Yemek bir sanattır

Gurme Sözlük Anlamı Olarak, Yemeklerin, Şarap Ve Kahve Gibi İçeceklerin Farklı Çeşitlerinin Tatlarını Birbirinden Ayırabilen, Duyarlı Damağı Olan Kişilere Verilen Addır. Gurmelik; Zeki, Duyarlı, Olgun, Dengeli, Zevkli İnsanlara Mahsus Bir Özelliktir. Genelde Yemek Kültürü Yüksek, Yeme İçme Adabına Hâkim, Sadece Yemeği Değil Bir Nebze Mutfak İşlerini De Bilen Kişilere Yakıştırılır. Son Yıllarda Gittikçe Popüler Olan Gurme Kavramından Ve Gastronomi Turlarından İlham Alarak Biz De Bu Sayımızda Anadolu’nun Çeşitli Lezzetlerini Keşfe Çıktık. Çok Değerli Hocalarımızla Mutfağa Girdik, Lezzet Sırlarını Dinledik Ve Favori Lezzet Duraklarında Keyifli Sohbetler Gerçekleştirdik.

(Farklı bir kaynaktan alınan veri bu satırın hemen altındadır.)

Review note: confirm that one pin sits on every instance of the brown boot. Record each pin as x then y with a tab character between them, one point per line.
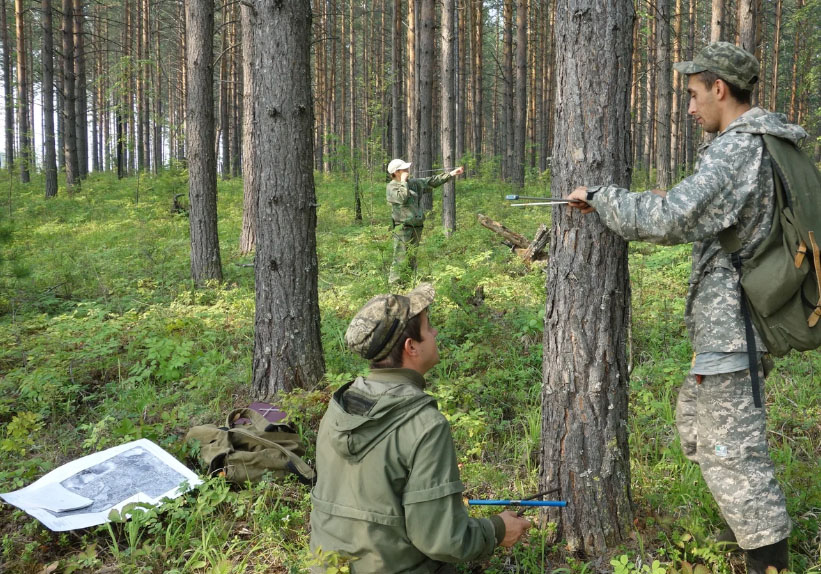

1959 yılında Ankara’da doğdu.Orta öğrenimini İstanbul’da Galatasaray Lisesindetamamladı. 1978 yılında girdiğiHacettepe Üniversitesi Tıp Fakültesinden 1984 yılında mezun oldu ve yasa gereği mecburi hizmet yapmak üzere Artvin Borçka Merkez Sağlık Ocağına tayin edildi. 1987 yılında İstanbul Şişli Etfal Eğitim ve Araştırma Hastanesi Göz Hastalıkları uzmanlık eğitimine başladı. Asistanlığının ilk yılından itibaren oküloplastik cerrahiye ilgi duyan Dr.Şafak Karslıoğlu, 1989’da Hareketli Göz Protezleri ile ilgili araştırma projesi ile İspanya Hükümeti’nin verdiği Araştırma bursunu kazanarak Madrid Alcala de Henares Üniversitesi Göz Hastalıkları Kürsüsünde çalışmalarda bulundu. 1990 yılında gittiği Londra Moorfields Göz Hastanesi’nde Orbita, Göz Kapakları ve Gözyaşı sistemi ile ilgili eğitim aldı.1991’de uzmanlık eğitimini tamamlayarak göz hastalıkları uzmanı oldu. 2001 senesinde sağlık bakanlığı tarafından verilen eğitim bursunu kazanarak Londra Moorfields Göz Hastanesi’nde Kornea Hastalıkları ve Göz Nakli konusunda eğitim aldı. 2009 senesinde doçent oldu.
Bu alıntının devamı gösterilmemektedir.